Spanish academic (1947–2024)

Juliana Panizo Rodríguez (15 January 1947 – 24 October 2024) was a Spanish academic who was a researcher at the University of Valladolid between 1985 and 2003.

She was also a paremiologist, linguist and pedagogue who was author of, among other works, the Castilian thematic proverb book.

== Biography ==
Juliana Panizo Rodríguez was born on 15 January 1947 in Barcial de la Loma (Valladolid). She held a PhD in Hispanic Philology from the University of Valladolid and worked as a professor of Spanish Language at the Faculty of Education of the same university.

Her undergraduate thesis dealt with popular speech in Tierra de Campos, which sparked an initial interest in phraseology and paremiology, which increased with her doctoral thesis: Exclamatory, appellative and oath formulas in Spanish literature.
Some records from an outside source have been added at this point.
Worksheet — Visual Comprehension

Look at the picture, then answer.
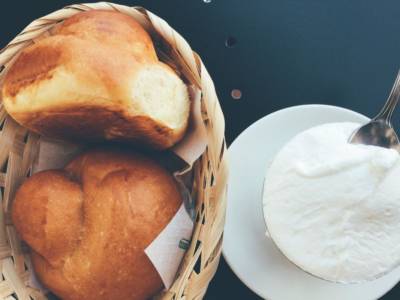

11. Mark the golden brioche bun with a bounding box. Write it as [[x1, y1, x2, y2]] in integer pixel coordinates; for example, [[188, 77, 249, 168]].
[[12, 149, 182, 300], [1, 10, 190, 149]]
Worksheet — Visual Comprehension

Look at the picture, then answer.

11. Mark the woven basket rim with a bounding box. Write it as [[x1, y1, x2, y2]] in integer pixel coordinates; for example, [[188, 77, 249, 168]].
[[0, 2, 227, 299]]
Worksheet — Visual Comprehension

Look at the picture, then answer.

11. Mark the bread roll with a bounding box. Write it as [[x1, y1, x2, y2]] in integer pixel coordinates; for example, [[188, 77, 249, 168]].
[[12, 150, 182, 300], [1, 10, 190, 149]]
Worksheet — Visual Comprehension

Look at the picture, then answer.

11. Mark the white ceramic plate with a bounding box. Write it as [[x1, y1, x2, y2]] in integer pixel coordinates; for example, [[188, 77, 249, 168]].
[[223, 105, 400, 300]]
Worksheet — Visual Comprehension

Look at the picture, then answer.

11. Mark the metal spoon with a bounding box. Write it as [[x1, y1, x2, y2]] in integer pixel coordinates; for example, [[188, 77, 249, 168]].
[[349, 71, 400, 152]]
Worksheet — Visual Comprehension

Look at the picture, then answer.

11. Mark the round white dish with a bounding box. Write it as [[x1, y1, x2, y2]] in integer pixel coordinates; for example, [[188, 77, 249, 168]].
[[223, 105, 400, 300]]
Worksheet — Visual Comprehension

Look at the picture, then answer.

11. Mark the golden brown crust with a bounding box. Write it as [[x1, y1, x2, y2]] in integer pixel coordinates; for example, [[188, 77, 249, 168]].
[[10, 106, 185, 149], [1, 10, 190, 149], [13, 149, 182, 300]]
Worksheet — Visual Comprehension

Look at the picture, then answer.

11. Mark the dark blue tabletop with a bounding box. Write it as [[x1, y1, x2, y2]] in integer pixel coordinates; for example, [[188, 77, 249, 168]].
[[0, 0, 400, 300]]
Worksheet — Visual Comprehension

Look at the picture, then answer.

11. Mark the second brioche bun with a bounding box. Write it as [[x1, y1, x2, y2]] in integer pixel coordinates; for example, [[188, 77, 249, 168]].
[[12, 149, 182, 300], [1, 10, 190, 149]]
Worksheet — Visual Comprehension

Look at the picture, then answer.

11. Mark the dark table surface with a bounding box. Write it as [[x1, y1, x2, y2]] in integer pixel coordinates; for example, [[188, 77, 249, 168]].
[[0, 0, 400, 300]]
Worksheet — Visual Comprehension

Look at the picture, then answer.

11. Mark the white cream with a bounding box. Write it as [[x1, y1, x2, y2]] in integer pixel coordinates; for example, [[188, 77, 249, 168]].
[[263, 123, 400, 282]]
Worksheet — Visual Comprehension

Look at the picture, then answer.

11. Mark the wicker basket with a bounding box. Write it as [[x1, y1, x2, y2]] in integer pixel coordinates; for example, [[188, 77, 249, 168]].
[[0, 2, 227, 300]]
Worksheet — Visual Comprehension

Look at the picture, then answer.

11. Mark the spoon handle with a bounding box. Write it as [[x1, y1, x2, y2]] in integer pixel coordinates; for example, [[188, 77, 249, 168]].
[[374, 71, 400, 126]]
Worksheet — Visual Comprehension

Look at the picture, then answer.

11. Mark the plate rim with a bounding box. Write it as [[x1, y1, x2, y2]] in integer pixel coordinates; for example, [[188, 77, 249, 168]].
[[222, 103, 400, 300]]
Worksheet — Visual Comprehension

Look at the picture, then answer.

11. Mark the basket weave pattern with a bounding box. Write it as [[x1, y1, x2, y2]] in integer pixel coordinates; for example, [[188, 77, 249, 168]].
[[0, 2, 227, 300]]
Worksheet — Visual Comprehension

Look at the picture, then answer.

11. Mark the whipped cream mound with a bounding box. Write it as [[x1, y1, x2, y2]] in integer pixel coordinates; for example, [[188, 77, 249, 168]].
[[263, 123, 400, 283]]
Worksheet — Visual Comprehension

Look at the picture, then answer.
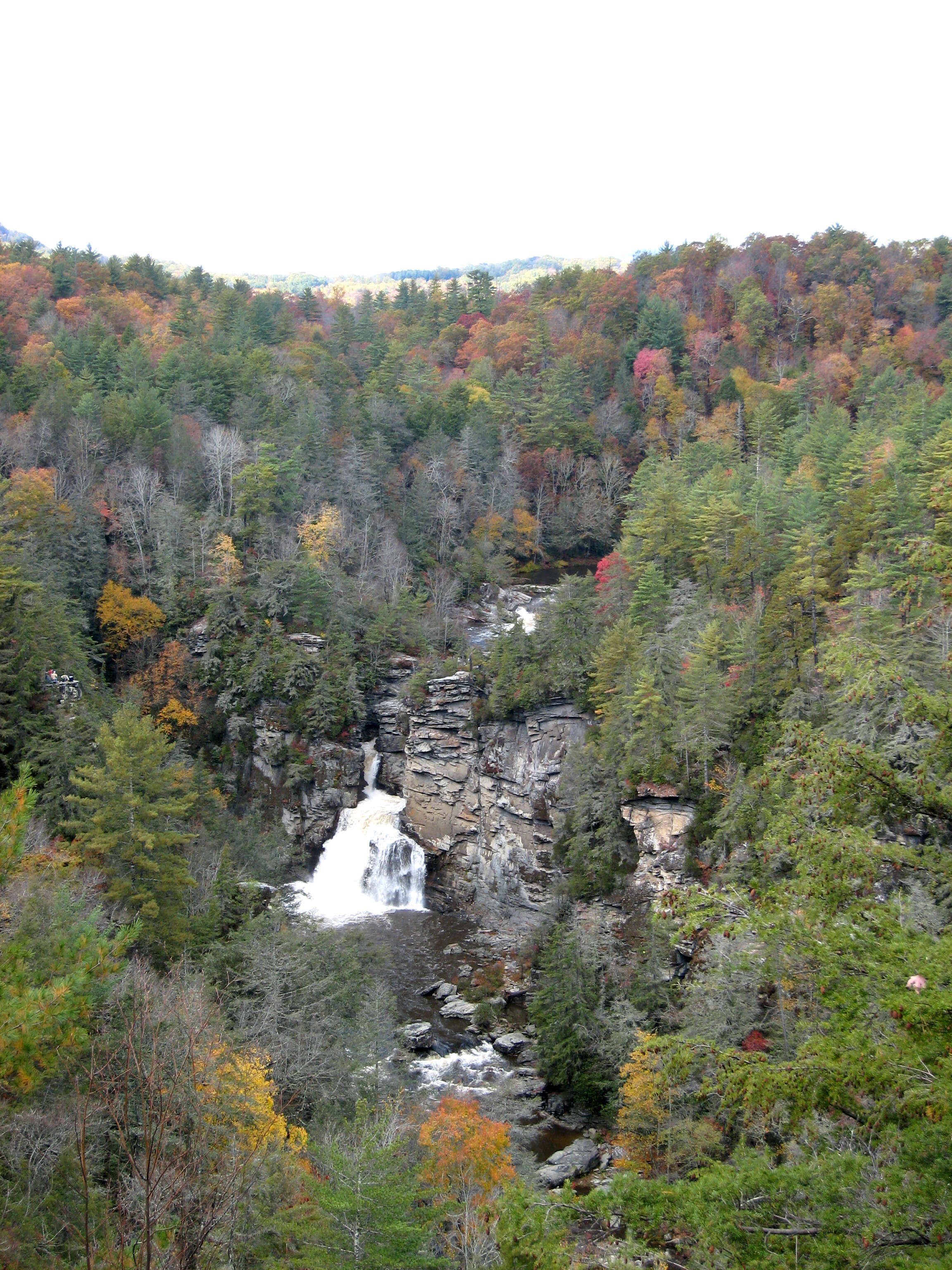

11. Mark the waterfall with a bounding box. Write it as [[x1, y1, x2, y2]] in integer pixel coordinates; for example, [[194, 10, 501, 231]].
[[295, 740, 426, 923]]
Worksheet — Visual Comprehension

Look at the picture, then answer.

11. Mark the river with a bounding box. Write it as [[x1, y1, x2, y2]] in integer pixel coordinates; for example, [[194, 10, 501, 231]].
[[293, 740, 596, 1177]]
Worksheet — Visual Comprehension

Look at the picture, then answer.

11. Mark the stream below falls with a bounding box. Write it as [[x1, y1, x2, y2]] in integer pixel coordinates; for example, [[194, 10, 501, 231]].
[[290, 740, 596, 1177]]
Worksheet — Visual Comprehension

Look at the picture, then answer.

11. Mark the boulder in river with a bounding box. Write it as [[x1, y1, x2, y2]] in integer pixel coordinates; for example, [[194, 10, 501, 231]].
[[402, 1022, 433, 1049], [538, 1138, 600, 1187], [493, 1033, 528, 1058], [439, 997, 476, 1019]]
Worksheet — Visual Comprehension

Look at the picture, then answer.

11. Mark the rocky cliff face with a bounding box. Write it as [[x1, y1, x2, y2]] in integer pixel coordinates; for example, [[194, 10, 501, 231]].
[[367, 656, 416, 794], [622, 786, 694, 904], [228, 702, 363, 851], [404, 671, 592, 916]]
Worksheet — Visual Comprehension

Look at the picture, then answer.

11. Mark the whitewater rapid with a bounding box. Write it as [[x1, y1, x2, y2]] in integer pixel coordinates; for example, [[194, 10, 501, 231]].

Although she had already carried out some popular work, her contact with Joaquin Diaz González, with whom she had a strong friendship, led her to publish numerous articles in the Revista de Folklore from 1983 onwards, which have been basic for subsequent studies by other scholars of popular culture.

She retired early in 2005 and lived for a few years in her home town of Barcial de la Loma, where she continued his research and dissemination of Castilian folklore and culture by publishing articles in regional media.

From 2012 until her death she lived in a residence in Valladolid where she used her experience as a teacher and expert in literature and popular culture to help with various charitable and motivational tasks for people with disabilities.

She was the author of several books and numerous articles.

She died in Valladolid on 24 October 2024 and was buried in her hometown, Barcial de la Loma.

== Line of research ==
For many years she worked directly with informants of all ages, "from twenty-four to ninety-six years old," information that contrasted with the classic compilations of Spanish proverbs.

She later classified these proverbs by themes, giving rise to the Castilian Thematic Proverb Book, a unique work within Castilian ethnography, with the aim of preserving those proverbs that were in danger of disappearing due to the substantial change in the agricultural society that originated them.

== Awards and recognitions ==
In 2008 she received the Diez por Diez award from Tierra de Campos in the Literature category.

== Works ==

- Los refranes, Valladolid: Obra Cultural de la Caja de Ahorros Popular, 1987, col. Cuadernos Vallisoletanos, n.º 38.
- Enseñanza, aprendizaje y contenidos en los refranes castellanos, Valladolid: Universidad de Valladolid, Secretariado de Publicaciones e Intercambio Científico, 1998.
- El habla de Tierra de Campos, Valladolid: Diputación de Valladolid, 1998.
- Habla y cultura populares de Castilla y León, Valladolid (Rúa Oscura, 4): J. Panizo, 1999.
- Cancionero temático popular, Valladolid (Rúa Oscura, 4): J. Panizo, 1999.
- Refranero temático castellano, Valladolid: Universidad de Valladolid. Secretariado de Publicaciones e Intercambio Editorial, 1999.
- Dichos y otras expresiones coloquiales, Valladolid: J. Panizo, 1999 (Valladolid : Gráf. Andrés Martín).
- Las virtudes en el refranero, Valladolid: J. Panizo, 2000 (Valladolid: MATA), 47 pp.